Movie Review: Born to Fight

By Moira Sullivan
Movie Magazine International
Panna Rittikrai's Born to Fight made in 2004 is a non-stop action thriller with excellent Thai kickboxing sequences set to a riveting rock soundtrack. In a bust gone wrong, where Daew's partner is killed, drug lord General Yang is taken into custody to stand trial in the US. Afterwards Daew played by Dan Chupong is depressed and sits at home drinking beer. When the Sports Authority of Thailand arranges for athletes to travel to small villages to distribute blankets, toys and food, Daew's sister Tunta tries to entice him out of his shell to tag along. The Te kwan do association has asked her to represent them. Tunta is played by Rattaporn Khemtong who is actually on the Thai gymnastics team.
The peaceful time in the village of Pha Thong when the athletes arrive and meet the villagers is warm and friendly. There are even bursts of jealousy when the locals feel that their women are more interested in the athletes. The rituals of the Buddhist village and the strong sense of community where the inhabitants share food, play music and dance is suddenly and dramatically altered.
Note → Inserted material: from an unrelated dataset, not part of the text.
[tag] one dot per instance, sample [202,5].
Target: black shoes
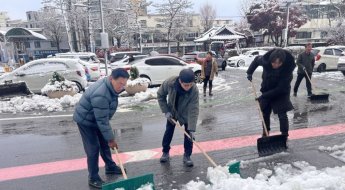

Suddenly an organized group of Yang's militia dressed in green fatigues and red scarves demand the release of the general or they will send a nuclear missile to Bangkok and kill all the villagers. The anarchists still kill a considerable number of them. The attack is broadcast on the Internet where demands are made for the release of Yang.
After the Thai national anthem is heard on the radio in the town square the athletes try to motivate the subdued people to resist. The momentum slowly builds and suddenly a counter attack begins where even the little girl Baetoey gives the soldiers a bruising. In real life she is Sasisa Jindamanee, the junior national champion in Thai kick boxing. She tells Tunta to execute the Ax of Thor on a woman in the militia who has been especially nasty. Nearly all of the villagers have some command of martial arts, which is pretty amazing. As the grey haired General Wang steps down off his chopper the villagers are in high gear punching the bejesus out of the troops. Daew is an incredible one-man act that kicks the living daylights out of numerous bad guys. Just as the villagers are lined up for a firing square bombs explode rigged to sabotage the enemy troops infrastructure. Soccer balls are pounded against the heads of the mercenaries. Meanwhile that missile aimed for Bangkok is on route. This incredible awakening of self defense for the village of Pha Thong is the high point of the film because after than nearly every baddie in sight gets a beating. With fists raised women and men get the best of the situation. Their determination is an inspiration especially how their agility and bravery outsmarts the gun power of the militia. Panna Rittikrai has also choreographed the films of his protege Tony Jaa in Ong bak 1 and The Protectors directed by Praycha Pinkaew. Most recently Ong Bak 2 and Chocolate were screened at the Far East Film Festival in Udine last month where Panna Rittikrai and Praycha Pinkaew were guests. They have created a female action film where Zen a young autistic girl played by JeeJa Yanin takes on the underground world of her mother and like Daew pounces them to smithereens with Thai kick boxing. What the films lack in acting style and narrative development is more than compensated by the movement and charisma of these Thai martial artists.

For Movie Magazine this is Moira Sullivan Udine Italy.